Robot vision systems should be fast, to enhance the reaction times of robots to events in the visual world, capable of solving multiple vision problems simultaneously, and aware of their limitations. These properties are critical for robotic safety and collaboration. Safety is enhanced by faster reaction times (e.g. a car faster to detect obstacles has more room to stop before hitting them) and self-awareness (e.g., a robot should choose to stop to operate in situations that it deems too hard to be successful in). Collaboration is enhanced by scalability (which allows co-robots to solve more problems and thus behave more like human collaborators) and self-awareness (which simplifies the division of tasks between humans and robots, or teams of robots, with different skills). However, these properties have not been the focus of computer vision research, which has mostly addressed the design of networks that solve single tasks, usually requiring heavy computation and relatively low frame rates, and simply attempt to process all examples without any consideration for how difficult they are. This project addresses all these challenges, laying the foundation for a new generation of robotic perception systems that are more efficient, scalable, and self-aware. The research has applicability in areas of societal relevance, such as manufacturing, self-driving vehicles, intelligent systems, assisted living, homeland security, etc. Educationally, the project will provide exciting opportunities for both graduate and undergraduate research.
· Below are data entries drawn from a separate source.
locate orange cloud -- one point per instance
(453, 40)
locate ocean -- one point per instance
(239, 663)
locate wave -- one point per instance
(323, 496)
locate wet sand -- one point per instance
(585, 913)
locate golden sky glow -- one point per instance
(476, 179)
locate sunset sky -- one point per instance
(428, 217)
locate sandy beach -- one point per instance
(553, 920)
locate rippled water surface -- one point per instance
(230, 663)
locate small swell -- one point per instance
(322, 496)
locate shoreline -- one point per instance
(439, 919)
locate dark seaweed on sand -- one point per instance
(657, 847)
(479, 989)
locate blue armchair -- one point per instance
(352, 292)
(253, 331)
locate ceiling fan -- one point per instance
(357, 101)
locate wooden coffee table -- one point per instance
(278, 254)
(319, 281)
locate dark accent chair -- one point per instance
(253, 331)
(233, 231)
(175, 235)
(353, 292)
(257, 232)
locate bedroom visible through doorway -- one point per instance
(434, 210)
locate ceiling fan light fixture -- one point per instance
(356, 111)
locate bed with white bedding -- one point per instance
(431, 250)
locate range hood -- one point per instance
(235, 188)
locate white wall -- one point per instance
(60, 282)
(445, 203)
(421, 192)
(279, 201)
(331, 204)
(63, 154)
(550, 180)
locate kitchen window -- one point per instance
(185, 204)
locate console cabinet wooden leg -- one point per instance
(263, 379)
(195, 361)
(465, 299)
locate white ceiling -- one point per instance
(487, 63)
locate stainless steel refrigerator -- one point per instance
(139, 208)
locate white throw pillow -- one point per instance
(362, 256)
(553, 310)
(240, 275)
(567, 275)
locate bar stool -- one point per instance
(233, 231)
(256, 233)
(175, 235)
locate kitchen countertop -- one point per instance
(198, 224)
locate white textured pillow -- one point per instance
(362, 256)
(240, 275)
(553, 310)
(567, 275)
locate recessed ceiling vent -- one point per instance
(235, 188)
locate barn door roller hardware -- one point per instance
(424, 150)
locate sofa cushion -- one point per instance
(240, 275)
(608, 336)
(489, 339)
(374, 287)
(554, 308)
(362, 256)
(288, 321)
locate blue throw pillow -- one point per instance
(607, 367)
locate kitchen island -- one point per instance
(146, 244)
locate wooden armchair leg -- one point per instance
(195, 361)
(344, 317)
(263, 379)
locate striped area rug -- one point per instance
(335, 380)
This project pursues a research agenda composed of several integrated contributions that advance the state of the art in deep learning for robotic vison. This includes 1) novel neural network quantization techniques that address the quantization of both network weights and activations, leading to deep learning models that can be fully implemented with binary operations, significantly enhancing the speed of all AI computations; 2) new families of networks that exploit extensive parameter sharing to achieve scalable inference for task ecologies, substantially increasing the number of networks that can be cached in a processor and, therefore, the number of vision problems that can be solved simultaneously by a robot; 3) new network architectures for self-aware deep learning, capable of assessing the difficulty of each example, predicting failures, and refusing to process examples that are too difficult, so as to mitigate the possibility of catastrophic errors.
This award reflects NSF's statutory mission and has been deemed worthy of support through evaluation using the Foundation's intellectual merit and broader impacts review criteria.